[PATCH v1 00/12] KVM: arm64: Support FEAT_LPA2 at hyp s1 and vm s2

Mon Feb 20 06:17:30 PST 2023

Hi Oliver,

Apologies for having gone quiet on this. I came back to this work today only to
notice that you sent the below response on the 20th Dec but it did not get
picked up by my mail client somehow (although I'm sure it was operator error). I
just spotted it on lore.kernel.org.

I'm planning to post a second version soon-ish, with all your comments
addressed. I think everything except the below is pretty clear and straight forward.

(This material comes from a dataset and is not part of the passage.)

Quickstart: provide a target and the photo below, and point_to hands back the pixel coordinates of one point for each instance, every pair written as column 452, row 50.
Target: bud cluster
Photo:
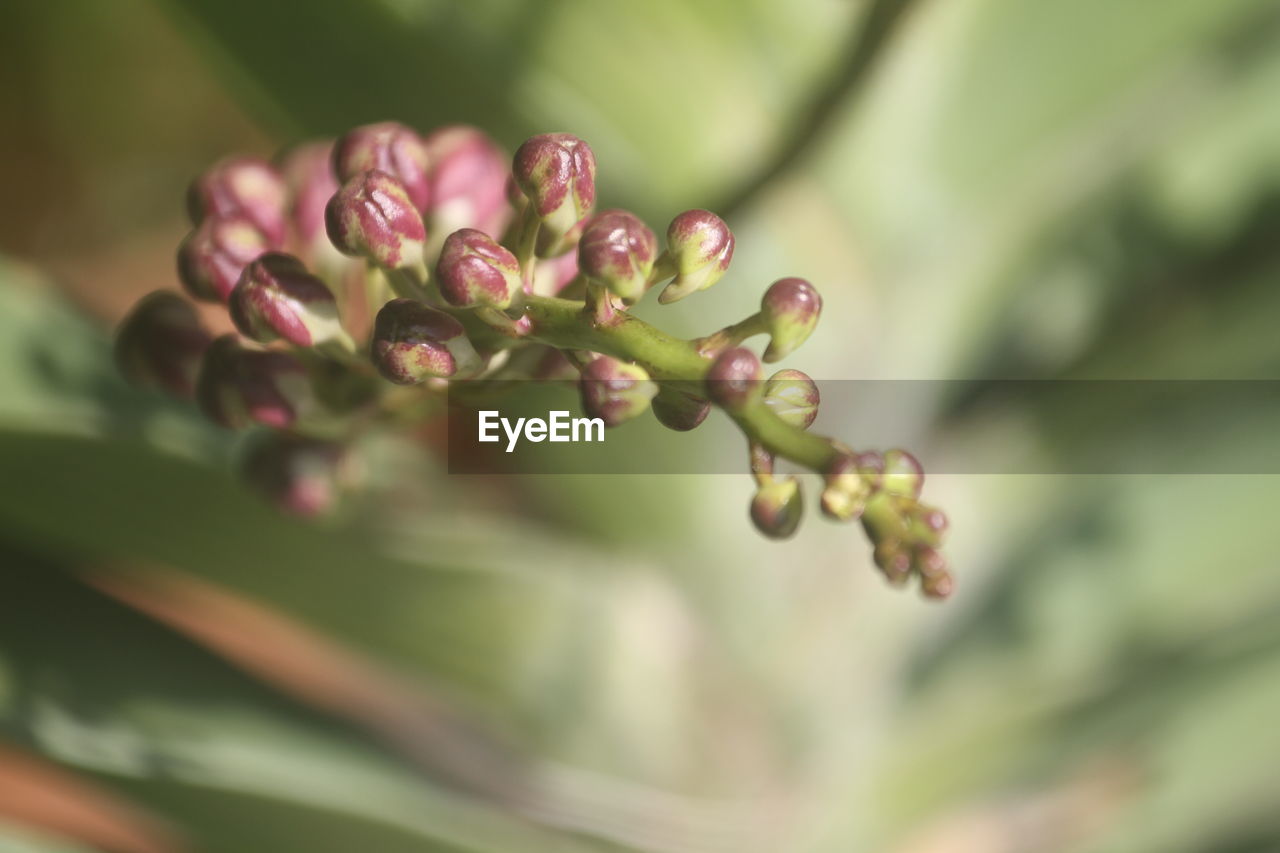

On 20/12/2022 18:28, Oliver Upton wrote:
> On Thu, Dec 15, 2022 at 06:12:14PM +0000, Oliver Upton wrote:
>> On Thu, Dec 15, 2022 at 09:33:17AM +0000, Ryan Roberts wrote:
>>> On 15/12/2022 00:52, Oliver Upton wrote:
>>>> On Tue, Dec 06, 2022 at 01:59:18PM +0000, Ryan Roberts wrote:
>>>>> (appologies, I'm resending this series as I managed to send the cover letter to
>>>>> all but the following patches only to myself on first attempt).
>>>>>
>>>>> This is my first upstream feature submission so please go easy ;-)
>>>>
>>>> Welcome :)
>>>>
>>>>> Support 52-bit Output Addresses: FEAT_LPA2 changes the format of the PTEs. The
>>>>> HW advertises support for LPA2 independently for stage 1 and stage 2, and
>>>>> therefore its possible to have it for one and not the other. I've assumed that
>>>>> there is a valid case for this if stage 1 is not supported but stage 2 is, KVM
>>>>> could still then use LPA2 at stage 2 to create a 52 bit IPA space (which could
>>>>> then be consumed by a 64KB page guest kernel with the help of FEAT_LPA). Because
>>>>> of this independence and the fact that the kvm pgtable library is used for both
>>>>> stage 1 and stage 2 tables, this means the library now has to remember the
>>>>> in-use format on a per-page-table basis. To do this, I had to rework some
>>>>> functions to take a `struct kvm_pgtable *` parameter, and as a result, there is
>>>>> a noisy patch to add this parameter.
>>>>
>>>> Mismatch between the translation stages is an interesting problem...
>>>>
>>>> Given that userspace is responsible for setting up the IPA space, I
>>>> can't really think of a strong use case for 52 bit IPAs with a 48 bit
>>>> VA. Sure, the VMM could construct a sparse IPA space or remap the same
>>>> HVA at multiple IPAs to artificially saturate the address space, but
>>>> neither seems terribly compelling.
>>>>
>>>> Nonetheless, AFAICT we already allow this sort of mismatch on LPA &&
>>>> !LVA systems. A 48 bit userspace could construct a 52 bit IPA space for
>>>> its guest.
>>>
>>> I guess a simpler approach would be to only use LPA2 if its supported by both
>>> stage1 and stage2. Then the code could just use a static key in the few required
>>> places.
>>
>> Ah, you caught on quick to what I was thinking :-)
> 
> Just wanted to revisit this...
> 
> Ryan, you say that it is possible for hardware to support LPA2 for a
> single stage of translation. Are you basing that statement on something
> in the Arm ARM or the fact that there are two different enumerations
> for stage-1 and stage-2?

Its based on there being 2 separate enumerations. I've dug into this with our
architecture folks; while it is clearly possible that the HW (or L0 hyp) to
present an ID register that says one stage supports LPA2 and the other doesn't,
the real intention behind having the 2 fields separated out is for an L0 hyp to
be able to limit the stage2 granule sizes that it advertises to guest
hypervisors. There are no anticipated use cases where HW or L0 hypervisor might
want to advertise support for LPA2 in one stage and not the other.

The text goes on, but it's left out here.